Python library for extracting text from various file formats (for indexing).
Linux tests (Travis)
Windows tests (Appveyor)
SmartFile

A SmartFile Open Source project.

Introduction

Fulltext extracts texts from various document formats. It can be used as the first part of search indexing, document analysis etc.

Fulltext differs from other libraries in that it tries to use file data in the form it is given. For most backends, a file-like object or path can be handled directly, removing the need to write temporary files.

Fulltext uses native python libraries when possible and utilizes third party Python libraries and CLI tools when necessary, for example, the following (but not only) CLI tools are utilized.

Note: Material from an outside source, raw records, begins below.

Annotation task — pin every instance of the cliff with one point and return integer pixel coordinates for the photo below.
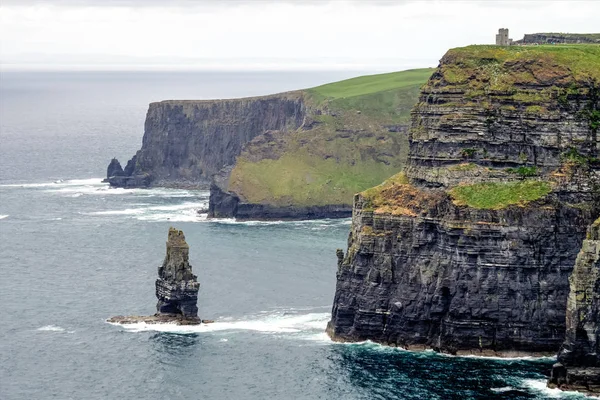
(578, 366)
(294, 155)
(470, 250)
(186, 142)
(353, 137)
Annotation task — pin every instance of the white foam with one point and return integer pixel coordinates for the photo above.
(503, 389)
(127, 211)
(319, 224)
(51, 328)
(277, 323)
(522, 358)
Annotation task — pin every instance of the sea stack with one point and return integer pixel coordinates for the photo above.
(176, 287)
(578, 366)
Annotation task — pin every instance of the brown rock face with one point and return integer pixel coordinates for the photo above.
(425, 270)
(176, 288)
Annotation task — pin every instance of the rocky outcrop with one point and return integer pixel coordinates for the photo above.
(578, 366)
(228, 205)
(186, 142)
(295, 155)
(176, 287)
(471, 250)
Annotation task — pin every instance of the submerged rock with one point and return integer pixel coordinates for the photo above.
(578, 366)
(176, 287)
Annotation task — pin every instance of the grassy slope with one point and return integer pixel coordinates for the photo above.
(593, 36)
(345, 152)
(499, 68)
(481, 70)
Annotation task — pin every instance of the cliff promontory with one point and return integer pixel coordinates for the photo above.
(298, 155)
(471, 248)
(578, 366)
(186, 142)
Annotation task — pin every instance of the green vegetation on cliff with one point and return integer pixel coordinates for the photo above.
(498, 195)
(389, 96)
(506, 69)
(354, 137)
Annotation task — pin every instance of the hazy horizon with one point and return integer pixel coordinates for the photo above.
(265, 35)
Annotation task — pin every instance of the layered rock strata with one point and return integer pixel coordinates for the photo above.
(176, 287)
(578, 366)
(186, 142)
(470, 251)
(556, 38)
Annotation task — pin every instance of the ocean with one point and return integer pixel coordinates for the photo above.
(75, 252)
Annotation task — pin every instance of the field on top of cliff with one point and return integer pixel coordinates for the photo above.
(355, 140)
(507, 67)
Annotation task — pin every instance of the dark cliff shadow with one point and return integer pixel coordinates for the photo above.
(168, 345)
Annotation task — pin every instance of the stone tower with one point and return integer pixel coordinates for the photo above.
(502, 37)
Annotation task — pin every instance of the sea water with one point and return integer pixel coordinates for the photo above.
(75, 252)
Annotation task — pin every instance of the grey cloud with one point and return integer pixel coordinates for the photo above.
(187, 3)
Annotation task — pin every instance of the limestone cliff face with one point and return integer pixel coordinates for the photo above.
(570, 38)
(186, 142)
(578, 366)
(470, 251)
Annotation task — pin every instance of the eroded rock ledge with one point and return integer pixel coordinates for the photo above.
(470, 250)
(176, 287)
(578, 366)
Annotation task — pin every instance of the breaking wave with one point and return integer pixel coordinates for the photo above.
(51, 328)
(310, 326)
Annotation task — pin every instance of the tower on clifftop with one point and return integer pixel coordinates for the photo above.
(502, 37)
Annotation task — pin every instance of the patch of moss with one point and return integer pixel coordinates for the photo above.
(523, 172)
(396, 196)
(495, 196)
(464, 167)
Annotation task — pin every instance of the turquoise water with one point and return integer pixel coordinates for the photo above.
(75, 252)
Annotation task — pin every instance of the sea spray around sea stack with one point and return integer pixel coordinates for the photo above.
(176, 287)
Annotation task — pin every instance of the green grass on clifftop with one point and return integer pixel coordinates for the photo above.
(496, 196)
(347, 148)
(364, 85)
(500, 68)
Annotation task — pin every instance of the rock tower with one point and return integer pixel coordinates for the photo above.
(578, 366)
(176, 286)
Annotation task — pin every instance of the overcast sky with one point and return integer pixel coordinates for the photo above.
(261, 34)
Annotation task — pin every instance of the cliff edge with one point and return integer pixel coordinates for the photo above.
(296, 155)
(469, 251)
(578, 366)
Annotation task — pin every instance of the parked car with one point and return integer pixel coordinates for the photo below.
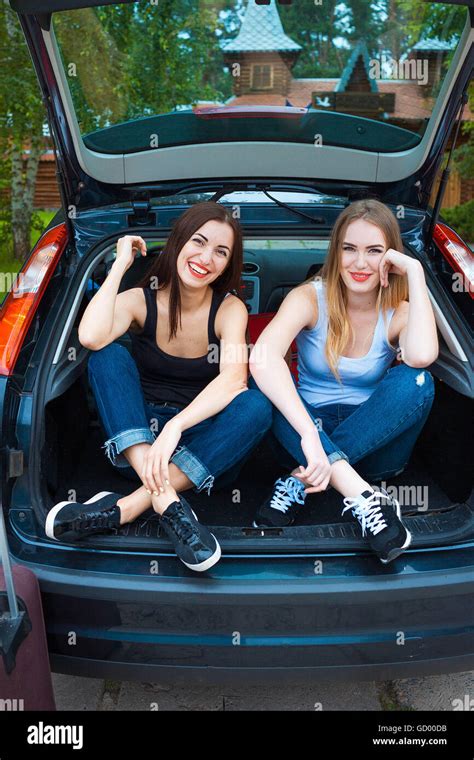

  • antiword - Legacy .doc (Word) format.
  • unrtf - .rtf format.
  • pdf2text (apt install poppler-utils) - .pdf format.
  • pstotext (apt install pstotext) - .ps format.
  • tesseract-ocr - image formats (OCR).
  • abiword - office documents.

Supported formats

Extension Linux Windows
bin python stdlib python stdlib
bmp tesseract CLI and pytesserac module  
csv python csv module python csv module
doc antiword CLI tool  
docx docx2txt module docx2txt module
eml email module email module
epub ebooklib module ebooklib module
gif tesseract CLI and pytesserac module  
gz python gzip module python gzip module
html BeautifulSoup module BeautifulSoup module
hwp pyhwp module as CLI tool  
jpg tesseract CLI and pytesserac module  
json json module json module
mbox mailbox module mailbox modul
msg msg-extractor module  
ods lxml, zipfile modules lxml, zipfile modules
odt lxml, zipfile modules lxml, zipfile modules
pdf pdf2text CLI tool pdf2text CLI tool
png tesseract CLI and pytesserac module  
pptx pptx module  
ps pstotext CLI tool  
psv python csv module python csv module
rar rarfile module rarfile module
rtf unrtf CLI tool unrtf CLI tool
text python stdlib python stdlib
tsv python csv module python csv module
xls xlrd module xlrd module
xlsx xlrd module xlrd module
xml lxml module lxml module
zip zipfile module zipfile module

Supported title formats

Other than extracting text fulltext lib is able to determine title for certain file extensions:

Extension Linux Windows
doc exiftool CLI tool  
docx exiftool CLI tool exiftool CLI tool
epub exiftool CLI tool  
html BeautifulSoup module BeautifulSoup module
odt exiftool CLI tool exiftool CLI tool
pdf pdfinfo CLI tool  
pptx pdfinfo CLI tool  
ps exiftool CLI tool  
rtf exiftool CLI tool  
xls exiftool CLI tool exiftool CLI tool
xlsx exiftool CLI tool exiftool CLI tool

Installing tools

Fulltext uses a number of pure Python libraries. Fulltext also uses the command line tools: antiword, pdf2text and unrtf. To install the required libraries and CLI tools, you can use your package manager.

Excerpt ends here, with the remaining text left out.